6.02.2009

Slow Day

I had a rheumatology appointment today.  No news, really.  They tried to access my genetic test results (all part of the same medical center) and couldn't - there was simply a note saying it was "held" and "Dr. (name changed to protect the inconsiderate) will call."  We're not sure if that means he's supposed to call the lab or call me or what.  The rheumatologists think that's weird too.  
I'm so tired of this.  And I've had it so ingrained in me over a lifetime that I'm the one who is unreasonable (even when I'm not) that second-guessing myself is taking a lot out of me. Combine that with the authority society tends to vest in doctors and this is even less fun.
I also regret not having asserted myself from the start.  I thought if I was polite (meek) and quiet and tried not to be a "problem" or "bother" anyone that everything would be fine. Clearly, that isn't necessarily the case.

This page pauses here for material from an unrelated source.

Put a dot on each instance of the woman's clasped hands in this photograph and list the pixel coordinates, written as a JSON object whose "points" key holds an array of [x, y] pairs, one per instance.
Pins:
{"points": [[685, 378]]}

I hope these sorts of posts will at least help other people who are in situations similar to mine or help them avoid these sorts of situations all together.

2 comments:

Chip said...

I'm pretty sure you have a legal right to information about your own test results. Do you have any lawyer friends? Maybe if you take one along to the doctor's office it'll intimidate them into giving you what you want. The lawyer doesn't have to perform any lawyerly duties, just be there to show them you're not kidding around.

Cari L said...

Make a ruckus! I used to be polite too, and then a dr put me on some medication that literally made me want to kill myself. Before that I was misdiagnosed TWICE, all the while I knew exactly what I had but no one listened to me. I think I sent the doctor who did a thank you card.